For each of Sample 1 (Example 1), Sample 2 (Comparative Example 1), and Sample 3 (Comparative Example 2) obtained above, the water contact angle after steel wool scratch resistance test, the average transmittance, and The average reflectance was measured, and the results are shown in Tables 1 and 2. In the table, “-” means not measured.

As shown in Tables 1 and 2, in the examples, even when the steel wool scratch resistance test was repeated 9000, the water contact angle was 90 ° or more and the transmittance was as high as 94% or more, and the average reflectance 6 The result was as low as% or less.
On the other hand, in Comparative Examples 1 and 2, the steel wool scratch resistance test was 5,000 round trips or less, and both had a water contact angle of 90 ° or less and low scratch resistance, but the average transmittance was 94% or less. The average reflectance was 6% or more, which was a high value compared to the examples.

The glass substrate of the present invention is widely used as a cover glass for display elements such as mobile devices and touch panels.

It should be noted that the entire contents of the specification, claims, drawings, and abstract of Japanese Patent Application No. 2015-152008 filed on July 31, 2015 are cited here as disclosure of the specification of the present invention.

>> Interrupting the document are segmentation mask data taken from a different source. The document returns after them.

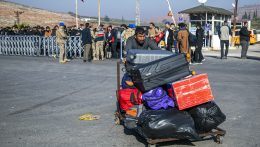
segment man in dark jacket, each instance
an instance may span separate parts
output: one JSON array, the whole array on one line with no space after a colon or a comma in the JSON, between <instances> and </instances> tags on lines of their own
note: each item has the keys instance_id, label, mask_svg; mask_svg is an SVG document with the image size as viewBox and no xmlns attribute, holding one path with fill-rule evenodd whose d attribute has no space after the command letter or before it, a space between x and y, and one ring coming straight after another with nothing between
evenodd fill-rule
<instances>
[{"instance_id":1,"label":"man in dark jacket","mask_svg":"<svg viewBox=\"0 0 260 147\"><path fill-rule=\"evenodd\" d=\"M247 29L248 23L244 22L244 26L240 29L240 43L242 46L241 50L241 59L246 59L246 54L249 46L250 41L250 32Z\"/></svg>"},{"instance_id":2,"label":"man in dark jacket","mask_svg":"<svg viewBox=\"0 0 260 147\"><path fill-rule=\"evenodd\" d=\"M165 45L166 45L166 50L172 51L172 44L173 44L173 31L171 29L170 23L166 22L165 23Z\"/></svg>"},{"instance_id":3,"label":"man in dark jacket","mask_svg":"<svg viewBox=\"0 0 260 147\"><path fill-rule=\"evenodd\" d=\"M112 28L112 26L111 26ZM115 28L112 28L111 30L111 35L112 35L112 57L113 58L118 58L118 52L117 52L117 30Z\"/></svg>"},{"instance_id":4,"label":"man in dark jacket","mask_svg":"<svg viewBox=\"0 0 260 147\"><path fill-rule=\"evenodd\" d=\"M125 48L126 51L129 49L161 49L156 45L154 41L145 36L145 31L141 27L137 27L135 30L135 35L127 39Z\"/></svg>"},{"instance_id":5,"label":"man in dark jacket","mask_svg":"<svg viewBox=\"0 0 260 147\"><path fill-rule=\"evenodd\" d=\"M83 55L83 62L90 62L90 57L89 57L89 52L91 48L91 33L89 29L89 23L85 24L85 28L81 32L81 40L82 40L82 45L84 48L84 55Z\"/></svg>"},{"instance_id":6,"label":"man in dark jacket","mask_svg":"<svg viewBox=\"0 0 260 147\"><path fill-rule=\"evenodd\" d=\"M202 64L202 60L204 59L202 55L202 46L203 46L203 38L204 38L204 30L201 28L201 24L197 24L197 30L196 30L196 49L194 52L194 63L195 64Z\"/></svg>"}]
</instances>

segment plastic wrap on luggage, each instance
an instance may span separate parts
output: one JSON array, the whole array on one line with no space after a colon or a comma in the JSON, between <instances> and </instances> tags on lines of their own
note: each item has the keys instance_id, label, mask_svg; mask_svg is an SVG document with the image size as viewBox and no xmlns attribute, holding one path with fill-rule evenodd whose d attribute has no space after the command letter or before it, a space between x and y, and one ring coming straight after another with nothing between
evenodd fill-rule
<instances>
[{"instance_id":1,"label":"plastic wrap on luggage","mask_svg":"<svg viewBox=\"0 0 260 147\"><path fill-rule=\"evenodd\" d=\"M208 102L191 108L189 111L195 122L195 128L199 132L209 132L226 120L215 102Z\"/></svg>"},{"instance_id":2,"label":"plastic wrap on luggage","mask_svg":"<svg viewBox=\"0 0 260 147\"><path fill-rule=\"evenodd\" d=\"M175 108L144 111L138 119L137 132L149 139L200 139L189 113Z\"/></svg>"},{"instance_id":3,"label":"plastic wrap on luggage","mask_svg":"<svg viewBox=\"0 0 260 147\"><path fill-rule=\"evenodd\" d=\"M165 50L129 49L126 61L132 65L144 64L170 55L173 55L173 53Z\"/></svg>"}]
</instances>

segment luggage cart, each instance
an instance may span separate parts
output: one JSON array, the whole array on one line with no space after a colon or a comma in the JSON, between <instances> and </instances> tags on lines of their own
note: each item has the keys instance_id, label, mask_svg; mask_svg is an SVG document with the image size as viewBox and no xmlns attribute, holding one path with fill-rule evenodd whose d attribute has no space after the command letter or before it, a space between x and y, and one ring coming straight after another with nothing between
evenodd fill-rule
<instances>
[{"instance_id":1,"label":"luggage cart","mask_svg":"<svg viewBox=\"0 0 260 147\"><path fill-rule=\"evenodd\" d=\"M121 86L120 86L120 71L121 71L120 63L121 63L121 61L117 62L117 90L116 90L117 110L115 112L115 124L116 125L120 125L121 122L125 119L125 112L123 112L120 109L119 96L118 96L118 91L121 88ZM205 137L211 136L217 144L223 143L225 135L226 135L226 130L223 130L223 129L218 128L218 127L211 130L210 132L199 133L201 140L203 140ZM148 139L146 139L146 142L147 142L148 147L156 147L156 144L158 144L158 143L172 142L172 141L177 141L177 140L180 140L180 139L177 139L177 138L149 139L148 138Z\"/></svg>"}]
</instances>

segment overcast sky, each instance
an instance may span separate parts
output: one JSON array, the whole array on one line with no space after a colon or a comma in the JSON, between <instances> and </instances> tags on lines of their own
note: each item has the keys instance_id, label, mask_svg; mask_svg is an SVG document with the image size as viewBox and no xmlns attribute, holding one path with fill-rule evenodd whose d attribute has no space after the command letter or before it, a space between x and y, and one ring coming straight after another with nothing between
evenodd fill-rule
<instances>
[{"instance_id":1,"label":"overcast sky","mask_svg":"<svg viewBox=\"0 0 260 147\"><path fill-rule=\"evenodd\" d=\"M7 0L37 8L57 12L75 12L75 0ZM101 16L110 18L135 19L135 0L100 0ZM140 0L141 19L165 16L168 12L166 0ZM199 5L197 0L169 0L173 11L179 12L184 9ZM234 0L208 0L205 5L231 9ZM259 0L239 0L239 6L260 4ZM97 16L97 0L78 0L79 15Z\"/></svg>"}]
</instances>

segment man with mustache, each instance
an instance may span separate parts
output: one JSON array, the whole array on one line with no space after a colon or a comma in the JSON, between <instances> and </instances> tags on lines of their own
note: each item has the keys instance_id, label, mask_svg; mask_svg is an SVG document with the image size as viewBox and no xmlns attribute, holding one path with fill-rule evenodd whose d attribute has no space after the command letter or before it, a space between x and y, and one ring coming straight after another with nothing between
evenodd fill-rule
<instances>
[{"instance_id":1,"label":"man with mustache","mask_svg":"<svg viewBox=\"0 0 260 147\"><path fill-rule=\"evenodd\" d=\"M146 37L145 31L141 27L137 27L135 34L127 39L126 51L129 49L161 50L154 41Z\"/></svg>"}]
</instances>

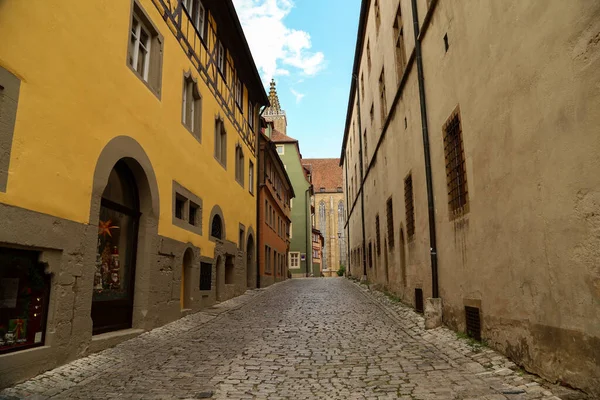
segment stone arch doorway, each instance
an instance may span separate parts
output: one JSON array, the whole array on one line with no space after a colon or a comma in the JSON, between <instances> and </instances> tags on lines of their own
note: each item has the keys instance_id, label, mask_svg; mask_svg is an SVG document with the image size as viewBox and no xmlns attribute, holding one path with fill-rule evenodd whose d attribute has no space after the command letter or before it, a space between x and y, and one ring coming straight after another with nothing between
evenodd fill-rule
<instances>
[{"instance_id":1,"label":"stone arch doorway","mask_svg":"<svg viewBox=\"0 0 600 400\"><path fill-rule=\"evenodd\" d=\"M182 310L191 308L192 303L192 269L194 265L194 252L188 248L183 254L181 265L181 294L179 303Z\"/></svg>"},{"instance_id":2,"label":"stone arch doorway","mask_svg":"<svg viewBox=\"0 0 600 400\"><path fill-rule=\"evenodd\" d=\"M246 242L246 286L254 289L256 283L254 282L256 276L256 263L254 262L254 237L248 235L248 241Z\"/></svg>"},{"instance_id":3,"label":"stone arch doorway","mask_svg":"<svg viewBox=\"0 0 600 400\"><path fill-rule=\"evenodd\" d=\"M134 139L113 138L98 157L90 204L89 224L98 227L87 242L96 253L90 282L94 334L143 326L159 214L148 156Z\"/></svg>"},{"instance_id":4,"label":"stone arch doorway","mask_svg":"<svg viewBox=\"0 0 600 400\"><path fill-rule=\"evenodd\" d=\"M140 203L124 161L112 169L98 221L92 321L94 333L131 328Z\"/></svg>"}]
</instances>

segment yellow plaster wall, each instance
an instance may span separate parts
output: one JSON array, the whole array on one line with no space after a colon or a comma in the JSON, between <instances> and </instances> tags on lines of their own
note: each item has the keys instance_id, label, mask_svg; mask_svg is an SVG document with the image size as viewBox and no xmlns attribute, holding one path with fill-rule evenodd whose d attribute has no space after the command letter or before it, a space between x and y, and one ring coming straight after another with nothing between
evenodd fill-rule
<instances>
[{"instance_id":1,"label":"yellow plaster wall","mask_svg":"<svg viewBox=\"0 0 600 400\"><path fill-rule=\"evenodd\" d=\"M247 186L255 157L225 118L227 170L216 162L214 119L224 112L201 79L202 143L182 125L183 74L192 64L151 0L140 4L164 37L161 99L126 64L131 1L0 2L0 65L22 79L0 201L87 223L98 156L113 137L127 135L156 173L159 234L212 251L208 219L215 204L227 239L237 242L238 223L254 226ZM245 90L244 104L247 112ZM245 154L244 188L235 180L236 143ZM172 225L173 180L203 199L203 236Z\"/></svg>"}]
</instances>

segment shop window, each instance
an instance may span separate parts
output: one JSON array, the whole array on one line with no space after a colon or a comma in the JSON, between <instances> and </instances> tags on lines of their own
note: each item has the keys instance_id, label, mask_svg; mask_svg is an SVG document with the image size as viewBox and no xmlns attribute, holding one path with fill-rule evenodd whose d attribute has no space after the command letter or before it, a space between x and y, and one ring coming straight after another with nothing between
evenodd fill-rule
<instances>
[{"instance_id":1,"label":"shop window","mask_svg":"<svg viewBox=\"0 0 600 400\"><path fill-rule=\"evenodd\" d=\"M135 178L124 161L102 193L92 297L93 333L131 328L139 226Z\"/></svg>"},{"instance_id":2,"label":"shop window","mask_svg":"<svg viewBox=\"0 0 600 400\"><path fill-rule=\"evenodd\" d=\"M50 275L38 256L0 248L0 354L44 345Z\"/></svg>"}]
</instances>

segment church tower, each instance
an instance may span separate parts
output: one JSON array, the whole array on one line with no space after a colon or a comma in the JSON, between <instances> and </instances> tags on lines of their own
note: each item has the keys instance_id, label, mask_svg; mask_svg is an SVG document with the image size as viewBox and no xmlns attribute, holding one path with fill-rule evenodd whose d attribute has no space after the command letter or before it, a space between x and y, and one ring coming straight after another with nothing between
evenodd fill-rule
<instances>
[{"instance_id":1,"label":"church tower","mask_svg":"<svg viewBox=\"0 0 600 400\"><path fill-rule=\"evenodd\" d=\"M275 129L284 135L287 135L287 118L285 116L285 111L281 109L281 105L279 104L279 97L277 96L277 88L275 87L274 79L271 79L269 102L270 106L268 106L263 112L263 118L267 122L273 122Z\"/></svg>"}]
</instances>

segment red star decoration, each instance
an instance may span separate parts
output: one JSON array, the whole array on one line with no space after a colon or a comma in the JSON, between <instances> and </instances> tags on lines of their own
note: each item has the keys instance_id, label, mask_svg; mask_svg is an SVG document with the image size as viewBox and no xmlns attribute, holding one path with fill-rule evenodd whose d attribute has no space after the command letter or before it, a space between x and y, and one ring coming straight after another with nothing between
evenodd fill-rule
<instances>
[{"instance_id":1,"label":"red star decoration","mask_svg":"<svg viewBox=\"0 0 600 400\"><path fill-rule=\"evenodd\" d=\"M100 223L98 224L98 235L102 235L102 236L110 236L112 237L112 234L110 233L111 229L119 229L118 226L112 225L112 220L108 220L106 222L104 221L100 221Z\"/></svg>"}]
</instances>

Incorporate.

1: Cover glass 2: Fluorine coating layer 3: Intermediate layer 4: DLC layer 5: Glass substrate

Claims

A glass substrate having a fluorine coating layer on the surface side and a diamond-like carbon (DLC) layer on the substrate side, which is represented by the alkoxysilane represented by the following formula (1) and, if necessary, the following formula (2) A glass substrate comprising an intermediate layer containing polysiloxane obtained by polycondensation of an alkoxysilane containing an alkoxysilane, between the fluorine coating layer and the DLC layer.
R 1 {Si (OR 2 ) 3 } P (1)
(R 1 is a hydrocarbon group having 1 to 12 carbon atoms substituted with a ureido group, R 2 is an alkyl group having 1 to 5 carbon atoms, and p represents an integer of 1 or 2.)
(R 3 ) n Si (OR 4 ) 4-n (2)
(R 3 is a hydrogen atom, or a hetero atom, a halogen atom, a vinyl group, an amino group, a glycidoxy group, a mercapto group, a methacryloxy group, an isocyanate group or an acryloxy group, and having 1 to 8 carbon atoms. A hydrocarbon group, R 4 is an alkyl group having 1 to 5 carbon atoms, and n is an integer of 0 to 3.)
The alkoxysilane represented by the formula (1) is at least one selected from the group consisting of γ-ureidopropyltriethoxysilane, γ-ureidopropyltrimethoxysilane, and γ-ureidopropyltripropoxysilane. A glass substrate as described in 1.
The glass substrate of Claim 1 or 2 whose alkoxysilane represented by Formula (2) is tetraalkoxysilane whose n is 0 in Formula (2).
The glass substrate according to any one of claims 1 to 3, wherein the alkoxysilane represented by the formula (1) is contained in an amount of 0.5% or more in the total alkoxysilane.
The alkoxysilane represented by the formula (1) is contained in an amount of 0.5 to 60 mol% in the total alkoxysilane, and the alkoxysilane represented by the formula (2) in the total alkoxysilane is 40 to 99.5 mol. The glass substrate according to claim 1, wherein the glass substrate is contained in an amount of 1%.
The glass substrate according to any one of claims 1 to 5, wherein the fluorine coating layer is formed from a polycondensate of a silane compound of perfluoroalkyl or perfluoropolyether.
7. The glass substrate according to claim 1, wherein the fluorine coating layer has a thickness of 1 to 30 nm, the diamond-like carbon layer has a thickness of 50 to 150 nm, and the intermediate layer has a thickness of 10 to 500 nm.
A display element comprising the glass substrate according to any one of claims 1 to 7.